|
Ist euch mal aufgefallen, wie viele Alben es gibt, die Down to Earth heißen? Fast schon unglaublich. Im Falle von Rainbow macht der Titel allerdings Sinn. Zwischen Ende 1978 und Anfang 1979 gab es bei Rainbow den alljährlichen Frühjahrsputz: Alte Musiker raus, neue rein. Überraschenderweise traf es dabei auch zum ersten Mal den Sänger. Es gab wohl Ärger und so ging Ronnie James Dio oder er wurde gegangen, so genau weiß das ja niemand. Alle anderen Musiker bis auf Cozy Powell flogen auch und Blackmore war mal wieder mit der Rekrutierung beschäftigt. Als Sänger kam Graham Bonnet, der zuvor einige Soloplatten aufnahm, als Bassist kam Ex-Deep Purple Kollege Roger Glover und ans Keyboard wurde Don „Ich spielte schon bei jeder Band auf diesem Planeten mit“ Airey. Für das Songwriting sahen sich bis auf zwei Ausnahmen Blackmore und Glover verantwortlich. Preisfrage: Wonach könnte dieses Album also klingen?

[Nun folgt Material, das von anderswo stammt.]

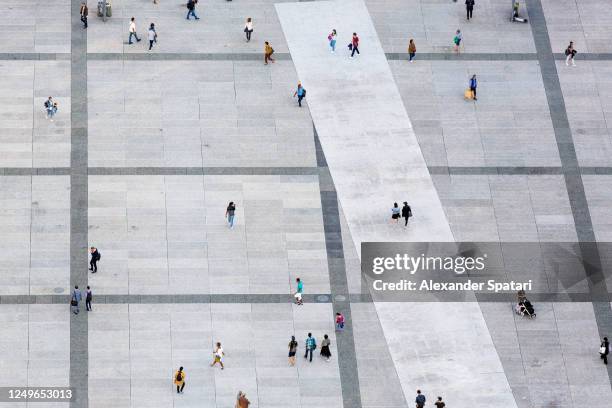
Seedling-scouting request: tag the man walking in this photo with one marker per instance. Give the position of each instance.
(84, 12)
(179, 380)
(354, 45)
(76, 298)
(406, 213)
(93, 261)
(420, 399)
(191, 9)
(88, 299)
(311, 345)
(133, 31)
(469, 6)
(268, 51)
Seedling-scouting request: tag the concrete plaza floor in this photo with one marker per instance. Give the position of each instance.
(148, 148)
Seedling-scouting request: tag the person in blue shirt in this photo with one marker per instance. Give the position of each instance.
(300, 93)
(473, 85)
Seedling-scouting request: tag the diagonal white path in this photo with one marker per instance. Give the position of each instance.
(371, 149)
(374, 159)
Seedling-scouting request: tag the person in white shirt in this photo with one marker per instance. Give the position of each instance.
(248, 28)
(133, 31)
(152, 36)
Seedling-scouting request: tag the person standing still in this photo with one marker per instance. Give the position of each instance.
(570, 53)
(292, 350)
(191, 9)
(604, 350)
(132, 31)
(179, 380)
(152, 36)
(95, 257)
(88, 299)
(469, 7)
(406, 213)
(354, 45)
(84, 12)
(420, 399)
(332, 40)
(473, 86)
(411, 49)
(300, 93)
(230, 212)
(248, 28)
(311, 345)
(268, 51)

Genau: Deep Purple. An sich verwunderlich, verließ Blackmore 1975 Deep Purple ja unter anderem deshalb, weil er mal einen anderen Sound machen wollte. Aber 1979 wollte Blackmore dann wohl doch wieder mehr Airplay im Radio und das geht eben nur mit eingängigen Hard Rock Hits. Wie beispielsweise die zwei größten Hits Since you’ve been gone und All Night long. Beide sind recht nette Hard Rock Nummern, die auch heute noch im Radio laufen. Das Album, das mit einer recht kurzen Laufzeit von ca. 37 Minuten aufwartet, bietet noch sechs weiter Lieder. Eyes of the World klingt ein wenig nach klassischem Rainbow, teilweise auch zu sehr, das Schlagzeugspiel erinnert schon etwas arg nach Stargazer. Der Rest könnte, wenn man eine Hammond einbaut, auch von Deep Purple kommen. No Time to lose, Danger Zone und Lost in Hollywood sind flotte Hard Rock Nummern, während Makin’ Love die obligatorische Ballade ist, auch hier wieder recht interessant: Nach dem Intro erinnert das sehr frappierend an das Outro von Perfect Strangers. Auch bei Love’s no Friend könnte man von Recycling sprechen, es erinnert ein wenig an Mistreated.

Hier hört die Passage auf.